– Maman, c’est quoi le langage ?
– Le langage, c’est la maison dans laquelle l’homme habite.
::: Deux ou trois choses que je sais d’elle / Jean-Luc Godard
On raconterait alors comment on s’est retrouvés à 11h16, dix heures à peine après s’être laissés. Ils m’attendaient, avaient déjà pris un café, alors j’ai dit “plus tard”. On raconterait les bretelles, la quête de J pour un costume, et puis voilà une veste, alors un pantalon, mais tiens un café par envie et pour s’abriter – des cordes ! -, et on aurait parlé de matières, motifs, tissus, on aurait touché tout ça, soupesé, et puis les chaussures aussi.
On raconterait le déjeuner, c’était exquis et le serveur était magnifique, un ange tombé du ciel, des boucles d’un blond qu’on n’imaginait pas, des yeux verts qui ne pouvaient pas avoir existé autrement qu’en rêve, il était là, tout près, il parlait mais je n’ai pas retenu, je buvais ses yeux, de toute façon quoi qu’il dise il y avait eu cette phrase : “Le français n’existe pas.”
On dirait au début du troisième paragraphe que j’avais été heureux d’être là avec eux, dans ce trio volubile, léger, rieur, que nous form(i)ons tous les trois. J’aime ce que nous proposons, j’aime comment nous embrassons nos solitudes respectives ; pour une fois le soir n’était pas tombé.
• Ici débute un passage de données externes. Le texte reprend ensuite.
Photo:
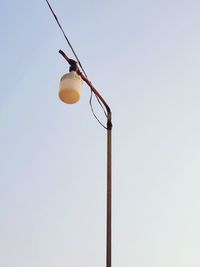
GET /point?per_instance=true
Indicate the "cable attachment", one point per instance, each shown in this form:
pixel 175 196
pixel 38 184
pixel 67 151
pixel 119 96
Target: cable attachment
pixel 73 64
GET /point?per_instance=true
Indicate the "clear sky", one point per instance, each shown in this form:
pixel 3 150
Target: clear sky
pixel 144 57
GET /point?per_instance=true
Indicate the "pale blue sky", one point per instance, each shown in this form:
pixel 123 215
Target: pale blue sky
pixel 144 57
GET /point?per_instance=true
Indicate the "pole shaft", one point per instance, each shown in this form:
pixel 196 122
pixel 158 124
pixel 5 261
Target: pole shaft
pixel 109 193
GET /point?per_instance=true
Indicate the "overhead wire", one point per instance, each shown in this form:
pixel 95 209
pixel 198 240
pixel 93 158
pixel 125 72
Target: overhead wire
pixel 78 61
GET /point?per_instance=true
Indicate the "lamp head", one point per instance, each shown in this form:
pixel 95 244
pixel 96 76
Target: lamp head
pixel 70 87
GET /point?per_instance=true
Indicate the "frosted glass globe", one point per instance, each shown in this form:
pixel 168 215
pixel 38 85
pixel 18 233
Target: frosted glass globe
pixel 70 88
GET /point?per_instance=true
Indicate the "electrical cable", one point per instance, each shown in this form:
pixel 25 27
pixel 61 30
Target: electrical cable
pixel 66 38
pixel 94 112
pixel 80 67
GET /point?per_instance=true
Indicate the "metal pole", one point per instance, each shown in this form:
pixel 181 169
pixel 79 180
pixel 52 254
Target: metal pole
pixel 109 192
pixel 74 66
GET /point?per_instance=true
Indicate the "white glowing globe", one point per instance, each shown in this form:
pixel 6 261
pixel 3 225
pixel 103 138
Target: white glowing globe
pixel 70 88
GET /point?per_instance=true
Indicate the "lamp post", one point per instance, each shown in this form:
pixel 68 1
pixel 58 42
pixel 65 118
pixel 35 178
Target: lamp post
pixel 70 89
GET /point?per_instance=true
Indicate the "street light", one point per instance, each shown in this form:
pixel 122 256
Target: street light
pixel 69 92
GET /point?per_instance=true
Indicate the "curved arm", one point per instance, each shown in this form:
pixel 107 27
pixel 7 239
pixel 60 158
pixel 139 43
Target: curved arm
pixel 73 64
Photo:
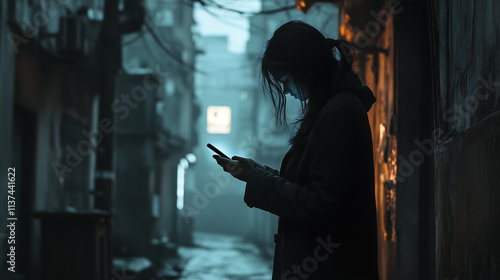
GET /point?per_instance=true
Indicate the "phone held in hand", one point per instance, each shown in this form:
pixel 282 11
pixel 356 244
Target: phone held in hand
pixel 211 147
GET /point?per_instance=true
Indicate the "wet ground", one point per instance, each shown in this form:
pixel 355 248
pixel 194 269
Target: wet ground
pixel 224 257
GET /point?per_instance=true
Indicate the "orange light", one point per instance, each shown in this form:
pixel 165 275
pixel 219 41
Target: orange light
pixel 303 5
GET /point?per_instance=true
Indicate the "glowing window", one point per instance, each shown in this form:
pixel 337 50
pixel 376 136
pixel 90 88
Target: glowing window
pixel 218 119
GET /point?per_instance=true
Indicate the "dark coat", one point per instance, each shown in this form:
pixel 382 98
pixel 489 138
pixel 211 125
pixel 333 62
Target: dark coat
pixel 324 196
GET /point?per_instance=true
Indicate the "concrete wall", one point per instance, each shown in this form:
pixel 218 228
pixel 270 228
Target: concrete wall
pixel 468 153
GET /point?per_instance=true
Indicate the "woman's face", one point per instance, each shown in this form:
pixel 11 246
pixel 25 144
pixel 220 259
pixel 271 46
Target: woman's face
pixel 290 86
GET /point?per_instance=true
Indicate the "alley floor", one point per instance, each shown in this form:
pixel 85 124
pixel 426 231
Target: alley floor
pixel 224 257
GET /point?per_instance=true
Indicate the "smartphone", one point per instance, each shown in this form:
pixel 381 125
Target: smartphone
pixel 211 147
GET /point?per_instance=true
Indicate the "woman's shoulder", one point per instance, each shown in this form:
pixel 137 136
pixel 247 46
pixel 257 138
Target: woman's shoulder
pixel 345 101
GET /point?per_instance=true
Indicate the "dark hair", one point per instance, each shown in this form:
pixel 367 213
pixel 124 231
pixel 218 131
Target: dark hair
pixel 301 51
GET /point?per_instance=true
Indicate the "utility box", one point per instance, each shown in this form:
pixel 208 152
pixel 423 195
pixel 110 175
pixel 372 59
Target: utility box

Le soir n’était pas encore tombé quand j’ai regardé le ciel, celui qui m’est offert du troisième étage. Il faisait froid mais je suis sorti. Les quais étaient presque vides, vidés par le vent glacial. Des filles tiraient sur leur jupe. Là-bas on grelottait. Le ciel était beau, porté par l’horizon qu’offre la Garonne et dont tu m’avais parlé ce jour où nous nous sommes rencontrés. J’ai beaucoup parlé de toi ce matin, surtout avant de m’écrier : c’était ton anniversaire.